Tragically, the VA has been neglecting wounded veterans returning from service in Iraq and Afghanistan who are in desperate need of ongoing care and support, including medical treatment and disability payments for living expenses. Among those suffering the most are returning veterans with mental disabilities such as post-traumatic stress disorder (PTSD). Veteran suicides have reached an epidemic level, with over 120 veterans taking their own lives every week, and 1,000 suicide attempts per month amongst veterans under VA care.

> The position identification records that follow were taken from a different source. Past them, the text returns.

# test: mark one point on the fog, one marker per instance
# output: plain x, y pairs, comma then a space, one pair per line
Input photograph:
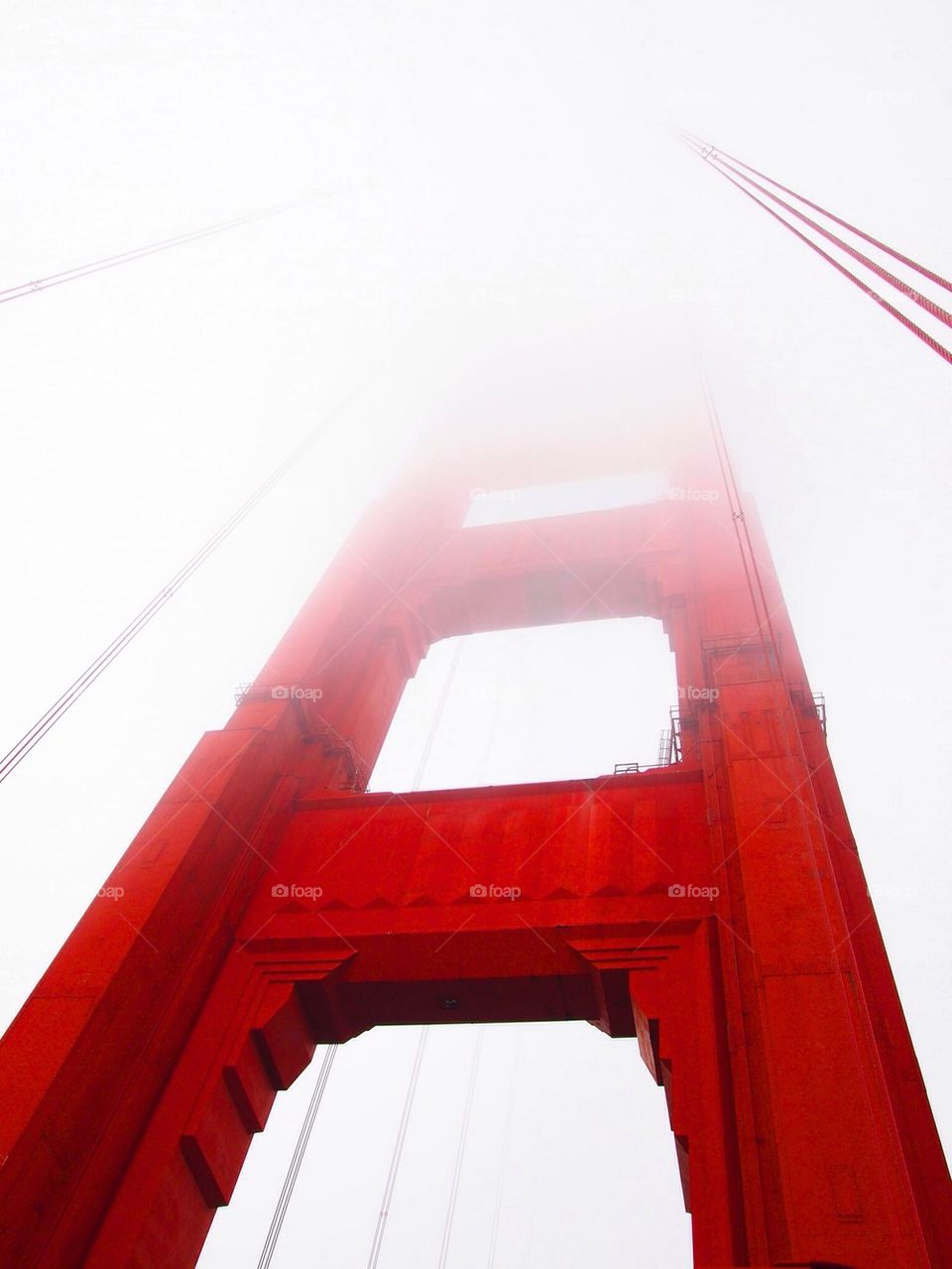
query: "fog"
493, 223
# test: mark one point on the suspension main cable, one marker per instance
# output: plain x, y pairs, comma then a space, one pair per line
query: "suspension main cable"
896, 283
110, 262
867, 237
939, 349
31, 739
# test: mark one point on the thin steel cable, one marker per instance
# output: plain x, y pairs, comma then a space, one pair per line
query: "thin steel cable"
867, 237
460, 1151
40, 728
397, 1150
505, 1156
438, 713
112, 262
939, 349
297, 1159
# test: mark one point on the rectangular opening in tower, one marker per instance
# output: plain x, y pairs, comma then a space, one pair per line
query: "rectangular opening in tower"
490, 505
541, 703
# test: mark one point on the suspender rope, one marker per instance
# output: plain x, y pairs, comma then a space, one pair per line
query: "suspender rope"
297, 1159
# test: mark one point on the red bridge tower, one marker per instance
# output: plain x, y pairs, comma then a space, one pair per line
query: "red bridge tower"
715, 908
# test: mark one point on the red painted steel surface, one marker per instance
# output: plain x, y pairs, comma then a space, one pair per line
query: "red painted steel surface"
714, 909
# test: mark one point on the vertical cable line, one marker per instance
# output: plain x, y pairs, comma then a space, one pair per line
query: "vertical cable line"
424, 1031
460, 1151
297, 1159
397, 1150
438, 713
505, 1156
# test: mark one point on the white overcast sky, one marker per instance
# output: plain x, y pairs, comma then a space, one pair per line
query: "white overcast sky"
490, 181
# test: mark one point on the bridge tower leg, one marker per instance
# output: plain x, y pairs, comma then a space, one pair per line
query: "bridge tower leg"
714, 909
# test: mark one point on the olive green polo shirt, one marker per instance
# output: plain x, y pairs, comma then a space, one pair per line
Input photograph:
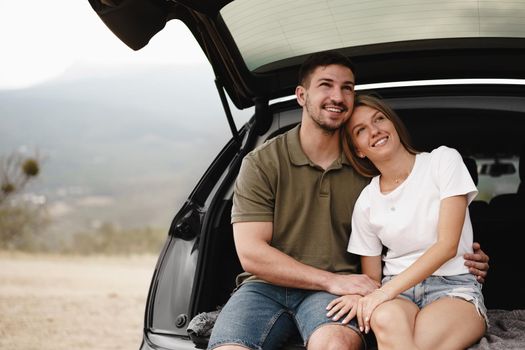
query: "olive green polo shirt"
310, 207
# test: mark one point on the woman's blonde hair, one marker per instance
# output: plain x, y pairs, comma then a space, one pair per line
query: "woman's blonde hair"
363, 165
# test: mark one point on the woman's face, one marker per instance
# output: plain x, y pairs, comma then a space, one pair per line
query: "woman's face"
372, 133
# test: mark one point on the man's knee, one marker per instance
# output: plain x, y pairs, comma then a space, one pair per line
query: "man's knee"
388, 316
335, 337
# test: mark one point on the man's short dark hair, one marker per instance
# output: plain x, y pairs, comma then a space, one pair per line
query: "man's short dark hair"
322, 59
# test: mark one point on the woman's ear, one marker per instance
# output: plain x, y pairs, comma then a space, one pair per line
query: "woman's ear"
300, 92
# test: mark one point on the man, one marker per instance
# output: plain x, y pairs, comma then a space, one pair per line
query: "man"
291, 213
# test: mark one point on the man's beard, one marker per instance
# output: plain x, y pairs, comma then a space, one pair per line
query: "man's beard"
327, 128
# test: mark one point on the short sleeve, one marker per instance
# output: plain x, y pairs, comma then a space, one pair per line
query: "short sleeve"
364, 238
253, 196
451, 174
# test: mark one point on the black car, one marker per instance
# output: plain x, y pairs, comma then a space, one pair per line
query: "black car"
453, 70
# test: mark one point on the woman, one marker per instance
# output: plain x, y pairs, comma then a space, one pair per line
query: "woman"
416, 208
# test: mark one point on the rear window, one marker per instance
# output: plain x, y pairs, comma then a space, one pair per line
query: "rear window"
269, 31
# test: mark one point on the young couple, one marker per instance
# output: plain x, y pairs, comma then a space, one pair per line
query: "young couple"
292, 218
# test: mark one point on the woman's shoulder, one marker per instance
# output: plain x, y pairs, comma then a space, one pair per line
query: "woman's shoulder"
444, 151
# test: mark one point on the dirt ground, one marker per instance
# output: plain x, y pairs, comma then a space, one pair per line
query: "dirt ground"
65, 302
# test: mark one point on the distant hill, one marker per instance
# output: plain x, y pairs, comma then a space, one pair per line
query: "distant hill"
120, 144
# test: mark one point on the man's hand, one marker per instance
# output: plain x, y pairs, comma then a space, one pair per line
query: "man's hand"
352, 284
478, 262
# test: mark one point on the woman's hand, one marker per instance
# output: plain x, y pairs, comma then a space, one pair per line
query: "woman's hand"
343, 306
477, 262
367, 305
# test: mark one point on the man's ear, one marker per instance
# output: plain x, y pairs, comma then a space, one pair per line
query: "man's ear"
300, 92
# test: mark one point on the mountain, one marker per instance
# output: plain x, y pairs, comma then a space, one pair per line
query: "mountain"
124, 145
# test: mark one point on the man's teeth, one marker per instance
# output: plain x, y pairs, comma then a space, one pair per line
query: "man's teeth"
380, 142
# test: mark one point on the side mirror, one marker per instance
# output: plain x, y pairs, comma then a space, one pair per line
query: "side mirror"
497, 169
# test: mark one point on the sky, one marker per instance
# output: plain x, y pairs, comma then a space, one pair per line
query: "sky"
42, 39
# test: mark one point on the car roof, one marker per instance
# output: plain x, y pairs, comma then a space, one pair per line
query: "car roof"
255, 47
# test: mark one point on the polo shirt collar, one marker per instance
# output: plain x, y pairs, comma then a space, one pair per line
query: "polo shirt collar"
296, 153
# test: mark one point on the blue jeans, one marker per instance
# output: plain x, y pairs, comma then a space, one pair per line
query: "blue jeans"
263, 316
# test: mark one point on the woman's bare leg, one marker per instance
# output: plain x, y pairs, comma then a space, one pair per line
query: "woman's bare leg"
448, 323
393, 324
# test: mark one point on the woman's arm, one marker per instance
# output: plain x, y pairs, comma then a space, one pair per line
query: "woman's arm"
372, 267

This lawsuit was unprecedented in directly challenging the VA’s 600,000 case backlog in handling claims, appellate delays of five to ten years, the waiting lists that veterans face before receiving health care, and the inadequacy of VA care for PTSD.
The trial brought to light many critical facts that the VA had tried to conceal or downplay. An internal e-mail from the VA’s head of mental health, Dr. Ira Katz, surfaced during the trial. At a time when the VA was reporting only 790 veteran suicide attempts in all of 2007, Katz wrote, “Shh!…Our suicide prevention coordinators are identifying about 1,000 suicide attempts per month…Is this something we should (carefully) address…before someone stumbles on it?” At trial it was also disclosed that the suicide rate of veterans is at least three times the national suicide rate and in 2005, the suicide rate for veterans 18-24 years old was three to four times higher than non-veterans.
We are grateful to Judge Conti for hearing our case and for allowing a public display of VA’s enormous systemic failures.
“By confirming many of the allegations in our lawsuit, VCS considers the Court’s ruling a very loud and bright warning shot over the bow for Congress and VA to overhaul VA now. VA needs massive reform soon, before the situations becomes worse as hundreds of thousands more wounded, ill, and injured Iraq and Afghanistan war veterans flood into the VA system,” said Sullivan.
“VCS stands willing to work with Congress and VA to resolve the many serious problems the Court confirmed. VCS intends to work closely with our attorneys, Morrison & Foerster and Disability Rights Advocates, as we move forward with an appeal. VCS thanks the dozens of dedicated MoFo and DRA attorneys, donating their time and effort for free, who worked very hard on this case for nearly one year,” Sullivan added.